While trolling the interwebs yesterday, I came across the blog of a woman who volunteered at the orphanage where I lived prior to my adoption. She actually used the term "unwanted children," which made my heart and mind churn.

I have spent enough of my life feeling unwanted. Do I need some self-righteous 20-something-year-old girl to confirm that?

Les Misérables

"In my life, there are so many questions and answers that somehow seem wrong." So sings Jean Valjean's adopted daughter, Cosette, in the musical Les Miserables.

I've been listening to Les Mis soundtracks for weeks in preparation for finally seeing the musical live. But it only struck me this morning how much I relate to those specific lyrics.
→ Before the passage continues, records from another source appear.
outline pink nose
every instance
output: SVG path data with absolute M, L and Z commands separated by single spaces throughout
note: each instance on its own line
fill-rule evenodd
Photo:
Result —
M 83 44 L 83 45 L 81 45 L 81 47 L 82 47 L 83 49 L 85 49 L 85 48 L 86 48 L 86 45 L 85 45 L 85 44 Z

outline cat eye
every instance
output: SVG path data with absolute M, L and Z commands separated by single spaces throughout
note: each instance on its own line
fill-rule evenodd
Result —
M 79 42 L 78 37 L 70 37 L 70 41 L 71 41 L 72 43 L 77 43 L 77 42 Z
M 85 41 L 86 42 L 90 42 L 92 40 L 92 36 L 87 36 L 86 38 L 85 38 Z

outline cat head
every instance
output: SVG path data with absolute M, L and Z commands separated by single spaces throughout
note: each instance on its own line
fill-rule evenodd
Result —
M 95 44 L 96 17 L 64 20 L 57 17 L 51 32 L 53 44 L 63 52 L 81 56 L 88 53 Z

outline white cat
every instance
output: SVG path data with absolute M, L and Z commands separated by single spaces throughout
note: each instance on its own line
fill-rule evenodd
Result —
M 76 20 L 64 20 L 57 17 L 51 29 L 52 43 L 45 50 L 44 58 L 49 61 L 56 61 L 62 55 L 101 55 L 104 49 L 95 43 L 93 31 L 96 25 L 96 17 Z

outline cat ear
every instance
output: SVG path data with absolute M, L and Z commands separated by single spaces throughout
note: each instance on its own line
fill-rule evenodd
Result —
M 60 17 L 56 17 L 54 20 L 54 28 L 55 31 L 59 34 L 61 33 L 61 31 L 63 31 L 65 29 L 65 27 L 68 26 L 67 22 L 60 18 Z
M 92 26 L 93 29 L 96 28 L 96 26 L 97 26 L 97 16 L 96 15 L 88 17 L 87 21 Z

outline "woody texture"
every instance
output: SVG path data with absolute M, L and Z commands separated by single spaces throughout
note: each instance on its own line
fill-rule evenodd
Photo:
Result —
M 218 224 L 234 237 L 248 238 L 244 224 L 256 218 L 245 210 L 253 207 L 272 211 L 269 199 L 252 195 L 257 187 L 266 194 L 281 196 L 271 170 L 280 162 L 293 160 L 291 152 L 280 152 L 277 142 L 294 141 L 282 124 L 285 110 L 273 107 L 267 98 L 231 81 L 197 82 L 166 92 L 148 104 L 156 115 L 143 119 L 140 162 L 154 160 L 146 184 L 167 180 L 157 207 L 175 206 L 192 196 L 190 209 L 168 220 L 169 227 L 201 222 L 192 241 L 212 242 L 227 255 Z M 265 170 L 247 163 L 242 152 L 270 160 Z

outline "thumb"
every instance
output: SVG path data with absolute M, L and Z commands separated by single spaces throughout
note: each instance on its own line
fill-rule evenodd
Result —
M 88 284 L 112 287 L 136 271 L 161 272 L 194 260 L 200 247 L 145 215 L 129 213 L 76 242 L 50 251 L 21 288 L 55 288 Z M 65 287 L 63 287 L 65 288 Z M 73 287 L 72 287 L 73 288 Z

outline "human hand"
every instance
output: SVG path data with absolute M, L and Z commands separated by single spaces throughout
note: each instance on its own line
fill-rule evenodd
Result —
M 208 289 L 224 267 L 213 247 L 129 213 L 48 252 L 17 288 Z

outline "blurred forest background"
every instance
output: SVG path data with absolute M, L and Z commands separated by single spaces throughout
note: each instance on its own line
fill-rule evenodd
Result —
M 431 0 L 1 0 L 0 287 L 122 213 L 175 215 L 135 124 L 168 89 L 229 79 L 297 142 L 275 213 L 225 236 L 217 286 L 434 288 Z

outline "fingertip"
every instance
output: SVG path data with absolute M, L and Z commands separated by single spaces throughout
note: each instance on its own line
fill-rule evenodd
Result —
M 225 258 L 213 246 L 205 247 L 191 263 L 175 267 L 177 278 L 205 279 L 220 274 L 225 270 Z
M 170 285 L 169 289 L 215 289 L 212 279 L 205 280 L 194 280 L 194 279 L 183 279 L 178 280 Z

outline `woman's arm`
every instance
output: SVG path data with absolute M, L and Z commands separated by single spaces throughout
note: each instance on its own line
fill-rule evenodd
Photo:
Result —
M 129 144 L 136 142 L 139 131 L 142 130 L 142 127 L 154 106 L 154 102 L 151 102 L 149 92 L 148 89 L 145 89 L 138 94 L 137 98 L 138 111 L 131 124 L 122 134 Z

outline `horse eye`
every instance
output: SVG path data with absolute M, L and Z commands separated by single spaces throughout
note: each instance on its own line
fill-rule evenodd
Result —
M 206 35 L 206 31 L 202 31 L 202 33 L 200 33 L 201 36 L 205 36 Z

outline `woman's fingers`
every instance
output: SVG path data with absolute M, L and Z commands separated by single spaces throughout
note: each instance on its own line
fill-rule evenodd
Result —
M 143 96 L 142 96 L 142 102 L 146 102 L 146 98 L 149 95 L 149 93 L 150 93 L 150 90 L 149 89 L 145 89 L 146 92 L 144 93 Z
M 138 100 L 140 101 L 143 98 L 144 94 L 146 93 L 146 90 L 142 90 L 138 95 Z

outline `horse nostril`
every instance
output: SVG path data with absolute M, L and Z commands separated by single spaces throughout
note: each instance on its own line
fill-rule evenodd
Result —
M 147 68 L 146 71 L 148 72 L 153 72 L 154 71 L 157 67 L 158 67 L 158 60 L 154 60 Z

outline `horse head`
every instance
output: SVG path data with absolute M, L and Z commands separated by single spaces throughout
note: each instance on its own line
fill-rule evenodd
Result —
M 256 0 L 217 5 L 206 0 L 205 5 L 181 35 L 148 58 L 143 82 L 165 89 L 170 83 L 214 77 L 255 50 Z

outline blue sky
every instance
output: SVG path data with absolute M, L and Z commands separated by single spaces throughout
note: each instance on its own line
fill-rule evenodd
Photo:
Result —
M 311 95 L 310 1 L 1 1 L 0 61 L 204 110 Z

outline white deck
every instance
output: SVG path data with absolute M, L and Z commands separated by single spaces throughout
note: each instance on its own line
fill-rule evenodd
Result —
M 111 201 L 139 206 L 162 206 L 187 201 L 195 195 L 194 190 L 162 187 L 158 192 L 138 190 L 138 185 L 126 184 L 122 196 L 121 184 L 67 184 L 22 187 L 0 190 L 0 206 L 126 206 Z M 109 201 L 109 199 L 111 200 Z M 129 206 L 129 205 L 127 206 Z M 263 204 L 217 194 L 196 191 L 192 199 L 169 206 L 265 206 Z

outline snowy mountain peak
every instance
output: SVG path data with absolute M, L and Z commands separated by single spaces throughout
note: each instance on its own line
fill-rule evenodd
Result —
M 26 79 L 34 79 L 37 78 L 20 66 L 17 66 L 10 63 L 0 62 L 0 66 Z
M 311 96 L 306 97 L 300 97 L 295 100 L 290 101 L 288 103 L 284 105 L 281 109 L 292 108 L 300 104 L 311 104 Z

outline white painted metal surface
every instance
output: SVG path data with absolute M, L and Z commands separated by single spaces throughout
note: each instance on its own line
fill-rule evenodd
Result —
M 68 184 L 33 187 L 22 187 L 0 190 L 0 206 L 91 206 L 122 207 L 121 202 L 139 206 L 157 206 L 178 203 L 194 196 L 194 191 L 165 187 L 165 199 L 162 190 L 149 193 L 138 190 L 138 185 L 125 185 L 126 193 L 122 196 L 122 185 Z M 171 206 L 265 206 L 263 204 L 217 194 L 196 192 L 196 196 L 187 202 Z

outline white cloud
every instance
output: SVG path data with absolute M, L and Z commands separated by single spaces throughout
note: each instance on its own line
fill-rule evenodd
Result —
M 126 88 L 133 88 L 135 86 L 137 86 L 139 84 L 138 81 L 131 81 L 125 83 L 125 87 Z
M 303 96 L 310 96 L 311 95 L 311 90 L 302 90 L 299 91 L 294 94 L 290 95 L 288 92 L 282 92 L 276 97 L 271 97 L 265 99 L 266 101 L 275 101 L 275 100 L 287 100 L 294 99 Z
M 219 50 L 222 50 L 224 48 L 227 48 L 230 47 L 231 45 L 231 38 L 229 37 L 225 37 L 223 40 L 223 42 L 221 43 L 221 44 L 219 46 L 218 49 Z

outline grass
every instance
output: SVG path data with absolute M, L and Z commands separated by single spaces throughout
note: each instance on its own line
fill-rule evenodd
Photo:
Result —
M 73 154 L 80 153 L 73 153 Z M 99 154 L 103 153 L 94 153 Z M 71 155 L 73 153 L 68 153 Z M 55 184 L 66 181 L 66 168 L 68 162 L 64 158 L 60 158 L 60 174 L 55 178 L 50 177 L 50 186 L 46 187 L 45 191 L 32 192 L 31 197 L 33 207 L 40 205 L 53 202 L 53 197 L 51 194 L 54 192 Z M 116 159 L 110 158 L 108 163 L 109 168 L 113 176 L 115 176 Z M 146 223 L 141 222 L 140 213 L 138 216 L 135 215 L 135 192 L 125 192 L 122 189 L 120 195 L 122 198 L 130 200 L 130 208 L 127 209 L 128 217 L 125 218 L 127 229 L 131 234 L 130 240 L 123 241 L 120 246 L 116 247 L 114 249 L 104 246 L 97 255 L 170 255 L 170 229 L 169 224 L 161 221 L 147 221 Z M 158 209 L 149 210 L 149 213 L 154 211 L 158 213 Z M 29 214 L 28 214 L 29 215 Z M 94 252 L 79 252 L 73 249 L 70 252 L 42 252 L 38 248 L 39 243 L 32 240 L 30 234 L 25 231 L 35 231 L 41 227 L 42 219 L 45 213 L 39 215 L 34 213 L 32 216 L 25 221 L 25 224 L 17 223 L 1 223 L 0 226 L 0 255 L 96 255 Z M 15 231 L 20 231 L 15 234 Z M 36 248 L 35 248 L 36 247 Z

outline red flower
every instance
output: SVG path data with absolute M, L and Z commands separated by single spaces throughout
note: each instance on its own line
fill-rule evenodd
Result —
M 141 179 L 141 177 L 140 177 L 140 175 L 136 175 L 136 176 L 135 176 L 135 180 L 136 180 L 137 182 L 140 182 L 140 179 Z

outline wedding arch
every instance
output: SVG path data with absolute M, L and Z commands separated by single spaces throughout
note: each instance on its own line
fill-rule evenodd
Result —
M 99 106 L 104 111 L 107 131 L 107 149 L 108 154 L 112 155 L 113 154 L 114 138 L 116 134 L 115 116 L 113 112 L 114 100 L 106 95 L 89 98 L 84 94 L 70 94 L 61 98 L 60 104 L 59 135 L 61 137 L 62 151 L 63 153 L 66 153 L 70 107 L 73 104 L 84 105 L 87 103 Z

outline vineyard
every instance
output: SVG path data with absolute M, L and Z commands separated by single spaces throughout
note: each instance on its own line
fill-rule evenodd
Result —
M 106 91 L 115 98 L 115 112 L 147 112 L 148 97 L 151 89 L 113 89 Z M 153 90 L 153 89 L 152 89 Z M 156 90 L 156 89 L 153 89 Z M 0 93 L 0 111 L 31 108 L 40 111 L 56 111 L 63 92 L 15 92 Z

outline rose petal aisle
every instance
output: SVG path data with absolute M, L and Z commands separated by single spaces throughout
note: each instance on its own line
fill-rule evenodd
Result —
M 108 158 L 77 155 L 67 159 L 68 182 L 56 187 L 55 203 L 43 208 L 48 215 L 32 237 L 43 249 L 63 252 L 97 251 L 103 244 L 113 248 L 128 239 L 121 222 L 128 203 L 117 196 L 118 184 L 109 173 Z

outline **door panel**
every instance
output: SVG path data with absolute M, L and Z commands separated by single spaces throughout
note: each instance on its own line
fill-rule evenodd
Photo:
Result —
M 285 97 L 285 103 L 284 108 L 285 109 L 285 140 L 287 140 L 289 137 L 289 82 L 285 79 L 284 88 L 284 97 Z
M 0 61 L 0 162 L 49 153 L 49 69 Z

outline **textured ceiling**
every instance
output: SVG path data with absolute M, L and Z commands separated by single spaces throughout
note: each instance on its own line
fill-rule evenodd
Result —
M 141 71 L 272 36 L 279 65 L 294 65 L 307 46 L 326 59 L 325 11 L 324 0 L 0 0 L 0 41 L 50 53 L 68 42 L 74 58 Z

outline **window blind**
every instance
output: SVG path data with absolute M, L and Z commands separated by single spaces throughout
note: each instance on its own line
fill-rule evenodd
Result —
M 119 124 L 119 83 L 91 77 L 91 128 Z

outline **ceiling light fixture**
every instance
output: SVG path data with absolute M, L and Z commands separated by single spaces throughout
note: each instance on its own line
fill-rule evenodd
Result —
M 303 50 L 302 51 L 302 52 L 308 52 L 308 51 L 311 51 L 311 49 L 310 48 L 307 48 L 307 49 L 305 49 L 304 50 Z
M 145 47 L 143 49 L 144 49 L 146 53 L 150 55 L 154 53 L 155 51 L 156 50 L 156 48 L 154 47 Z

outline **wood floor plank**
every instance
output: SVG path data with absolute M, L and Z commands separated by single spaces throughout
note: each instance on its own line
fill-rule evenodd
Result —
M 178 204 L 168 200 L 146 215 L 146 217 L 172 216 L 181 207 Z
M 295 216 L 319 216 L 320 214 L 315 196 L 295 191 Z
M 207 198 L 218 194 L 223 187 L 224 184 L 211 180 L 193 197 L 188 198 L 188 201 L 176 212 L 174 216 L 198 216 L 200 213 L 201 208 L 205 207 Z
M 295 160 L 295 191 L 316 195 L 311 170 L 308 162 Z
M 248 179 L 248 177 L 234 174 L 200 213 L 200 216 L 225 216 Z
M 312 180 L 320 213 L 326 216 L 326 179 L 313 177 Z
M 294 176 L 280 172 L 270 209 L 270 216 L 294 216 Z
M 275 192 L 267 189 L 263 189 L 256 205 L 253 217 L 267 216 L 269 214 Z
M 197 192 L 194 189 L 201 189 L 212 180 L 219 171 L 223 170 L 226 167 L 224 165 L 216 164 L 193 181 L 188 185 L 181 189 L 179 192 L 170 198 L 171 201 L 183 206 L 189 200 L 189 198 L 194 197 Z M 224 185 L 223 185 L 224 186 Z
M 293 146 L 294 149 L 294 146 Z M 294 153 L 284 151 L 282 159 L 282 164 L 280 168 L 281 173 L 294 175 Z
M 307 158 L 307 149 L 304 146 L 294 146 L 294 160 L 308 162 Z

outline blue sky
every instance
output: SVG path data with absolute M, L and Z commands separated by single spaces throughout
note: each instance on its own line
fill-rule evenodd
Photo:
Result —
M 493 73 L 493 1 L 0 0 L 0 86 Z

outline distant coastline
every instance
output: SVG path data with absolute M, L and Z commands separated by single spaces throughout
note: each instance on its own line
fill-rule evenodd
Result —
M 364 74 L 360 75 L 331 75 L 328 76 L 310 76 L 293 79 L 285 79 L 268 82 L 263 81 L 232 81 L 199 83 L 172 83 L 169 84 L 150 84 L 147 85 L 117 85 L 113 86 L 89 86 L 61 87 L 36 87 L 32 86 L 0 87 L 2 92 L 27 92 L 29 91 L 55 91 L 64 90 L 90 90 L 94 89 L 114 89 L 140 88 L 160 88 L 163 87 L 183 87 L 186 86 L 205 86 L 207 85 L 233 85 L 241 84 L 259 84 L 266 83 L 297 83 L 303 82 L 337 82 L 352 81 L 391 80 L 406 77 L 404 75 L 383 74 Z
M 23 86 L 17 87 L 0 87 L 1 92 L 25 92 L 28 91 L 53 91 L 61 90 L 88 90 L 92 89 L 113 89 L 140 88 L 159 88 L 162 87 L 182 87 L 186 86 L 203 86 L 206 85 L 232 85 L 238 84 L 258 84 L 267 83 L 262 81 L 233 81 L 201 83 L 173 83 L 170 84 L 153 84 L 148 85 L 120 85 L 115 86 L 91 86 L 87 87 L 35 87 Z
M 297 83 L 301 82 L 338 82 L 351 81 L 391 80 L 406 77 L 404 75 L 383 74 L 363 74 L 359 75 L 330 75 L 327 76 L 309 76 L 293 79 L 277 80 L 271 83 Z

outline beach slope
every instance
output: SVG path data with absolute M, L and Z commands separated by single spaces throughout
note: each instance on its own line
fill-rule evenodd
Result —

Cosette continues: "In my life, there are times when I catch in the silence the sigh of a faraway song. And it sings of a world that I long to see. Out of reach, just a whisper away, waiting for me."

In just 10 weeks I will embark for that world that has haunted me all my life. Tickets are booked and paid for. There's no turning back.

It's been several months since I last posted to this blog. In that time, I stopped writing. Spiraled into the second-deepest depression of my life. Found a therapist. Was convinced to go on medication, something I miraculously managed to avoid until this year. Joined a class of (ironically) counselors preparing to travel to Taiwan. Started writing again. And was invited to accompany the shrinks to Taiwan in January.

Over the next few days, I'll post the journal entries I've kept private until now. And I hope to be brave enough to keep posting here as an outlet and a way to share my journey with others who may be going through the same thing. It's been selfish of me to devour other people's stories and be so unwilling to share my own. This blog is my inspiration. Thanks for reading.